Informed Planning and Safe Distributed Replanning under Physical Constraints
Bekris, Konstantinos E.
Kavraki, Lydia E.
Doctor of Philosophy
Motion planning is a fundamental algorithmic problem that attracts attention because of its importance in many exciting applications, such as controlling robots or virtual agents in simulations and computer games. While there has been great progress over the last decades in solving high-dimensional geometric problems there are still many challenges that limit the capabilities of existing solutions. In particular, it is important to effectively model and plan for systems with complex dynamics and significant drift (kinodynamic planning). An additional requirement is that realistic systems and agents must safely operate in a realtime fashion (replanning), with partial knowledge of their surroundings (partial observability) and despite the presence or in collaboration with other moving agents (distributed planning). This thesis describes techniques that address challenges related to real-time motion planning while focusing on systems with non-trivial dynamics. The first contribution is a new kinodynamic planner, termed Informed Subdivision Tree (IST) that incorporates heuristics to solve motion planning queries more effectively while achieving the theoretical guarantee of probabilistic completeness.
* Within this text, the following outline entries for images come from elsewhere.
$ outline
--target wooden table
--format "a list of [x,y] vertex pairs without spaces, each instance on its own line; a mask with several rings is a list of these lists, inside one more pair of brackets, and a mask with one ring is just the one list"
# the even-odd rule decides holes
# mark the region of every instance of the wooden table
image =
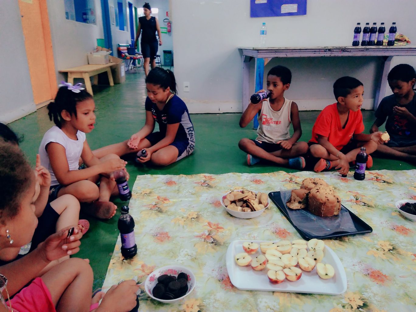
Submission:
[[106,72],[108,74],[108,80],[110,82],[110,85],[114,86],[114,82],[113,81],[113,75],[111,74],[111,69],[110,67],[115,65],[116,64],[114,63],[107,63],[106,64],[88,64],[72,68],[68,68],[66,69],[62,69],[59,71],[59,72],[67,72],[68,82],[72,84],[74,84],[74,78],[84,78],[87,91],[91,95],[94,96],[89,77],[91,76],[94,76],[94,84],[98,84],[98,74]]
[[[263,89],[265,65],[273,57],[317,57],[380,56],[384,60],[381,78],[379,82],[374,104],[374,109],[379,106],[386,94],[387,74],[394,56],[416,56],[416,47],[410,46],[371,47],[239,47],[243,63],[243,111],[250,102],[250,97],[254,90],[250,89],[249,62],[255,60],[255,90]],[[254,119],[254,128],[258,123]]]

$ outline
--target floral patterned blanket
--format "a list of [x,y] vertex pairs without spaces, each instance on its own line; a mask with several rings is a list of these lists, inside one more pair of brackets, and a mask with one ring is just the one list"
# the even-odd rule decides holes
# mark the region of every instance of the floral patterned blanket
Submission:
[[[321,178],[333,186],[343,204],[373,228],[372,233],[325,241],[345,268],[347,292],[331,296],[236,288],[225,266],[230,242],[301,238],[272,203],[258,218],[238,219],[223,207],[221,196],[242,188],[267,193],[298,188],[308,177]],[[363,181],[354,180],[351,173],[343,178],[336,172],[307,171],[138,176],[129,204],[137,255],[123,260],[119,236],[103,290],[123,280],[144,282],[155,269],[178,265],[195,275],[194,291],[166,304],[143,290],[139,311],[416,311],[416,223],[403,217],[394,205],[399,200],[416,199],[415,182],[416,170],[369,171]]]

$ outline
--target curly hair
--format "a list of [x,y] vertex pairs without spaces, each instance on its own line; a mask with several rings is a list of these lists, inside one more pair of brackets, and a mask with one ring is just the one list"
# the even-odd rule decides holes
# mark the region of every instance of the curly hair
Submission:
[[15,145],[0,140],[0,222],[19,213],[22,198],[34,175],[23,152]]

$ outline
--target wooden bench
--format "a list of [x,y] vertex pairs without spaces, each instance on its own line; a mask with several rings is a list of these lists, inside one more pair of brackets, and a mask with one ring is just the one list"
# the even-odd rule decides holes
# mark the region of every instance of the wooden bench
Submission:
[[108,63],[106,64],[88,64],[81,66],[68,68],[66,69],[59,70],[59,72],[68,73],[68,82],[74,84],[74,78],[84,78],[84,83],[85,84],[85,88],[87,91],[91,95],[94,96],[92,93],[92,87],[91,86],[91,82],[89,77],[94,76],[94,84],[98,84],[98,76],[97,75],[102,72],[106,72],[108,74],[108,80],[110,86],[114,85],[113,81],[113,75],[111,74],[111,69],[110,67],[112,66],[116,66],[114,63]]

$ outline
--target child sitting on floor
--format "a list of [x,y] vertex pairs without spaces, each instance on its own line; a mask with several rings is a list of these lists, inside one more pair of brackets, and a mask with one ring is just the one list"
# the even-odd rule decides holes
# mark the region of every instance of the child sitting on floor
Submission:
[[[305,159],[300,155],[306,153],[308,146],[305,142],[297,141],[302,135],[297,105],[283,96],[291,79],[288,68],[280,66],[272,68],[267,74],[270,99],[257,104],[250,102],[240,119],[240,126],[244,128],[260,112],[257,138],[245,138],[238,142],[240,149],[247,153],[249,166],[264,160],[299,170],[305,167]],[[289,133],[291,123],[293,126],[292,137]]]
[[341,174],[346,175],[349,163],[355,160],[362,146],[366,148],[369,154],[366,167],[371,168],[373,160],[369,154],[383,142],[383,133],[362,133],[362,83],[352,77],[342,77],[334,84],[334,95],[337,103],[328,105],[319,114],[308,143],[312,156],[320,158],[314,171],[319,172],[335,168]]
[[379,145],[376,154],[416,163],[416,81],[414,69],[408,64],[393,68],[387,81],[393,94],[383,99],[376,111],[370,133],[377,132],[386,121],[390,140]]
[[[135,158],[144,163],[167,166],[190,155],[195,147],[193,125],[186,105],[176,95],[173,72],[156,67],[146,77],[147,97],[145,103],[146,121],[129,140],[93,151],[100,158],[110,153],[119,156],[145,150],[145,157]],[[153,132],[155,124],[159,131]]]
[[[79,84],[59,85],[54,101],[48,105],[49,118],[56,126],[43,136],[39,154],[52,178],[49,200],[69,194],[89,203],[82,207],[87,213],[109,218],[117,208],[110,197],[119,192],[111,173],[124,169],[126,163],[114,154],[100,159],[93,155],[85,133],[94,129],[95,105]],[[80,157],[87,168],[78,170]]]
[[[38,225],[37,193],[35,175],[21,151],[15,144],[0,142],[0,252],[30,241]],[[41,273],[51,261],[78,252],[82,237],[76,225],[67,227],[25,257],[0,266],[0,311],[67,312],[97,308],[96,312],[127,312],[132,309],[138,288],[133,280],[112,287],[97,307],[99,298],[91,298],[93,276],[87,261],[72,258]],[[2,305],[3,298],[7,307]]]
The thesis proposes also a general methodology to construct heuristics for kinodynamic planning based on configuration space knowledge through a roadmap-based approach. Then this thesis investigates replanning problems, where a planner is called periodically given a predefined amount of time. In this scenario, safety concerns arise by the presence of both dynamic motion constraints and time limitations. The thesis proposes the framework of Short-Term Safety Replanning (STSR), which achieves safety guarantees in this context while minimizing computational overhead. The final contribution corresponds to an extension of the STSR framework in distributed planning, where multiple agents communicate to safely avoid collisions despite their dynamic constraints. The proposed algorithms are tested on simulated systems with interesting dynamics, including physically simulated systems. Such experiments correspond to the state-of-the-art in terms of system modeling for motion planning. The experiments show that the proposed techniques outperform existing alternatives, where available, and emphasize their computational advantages.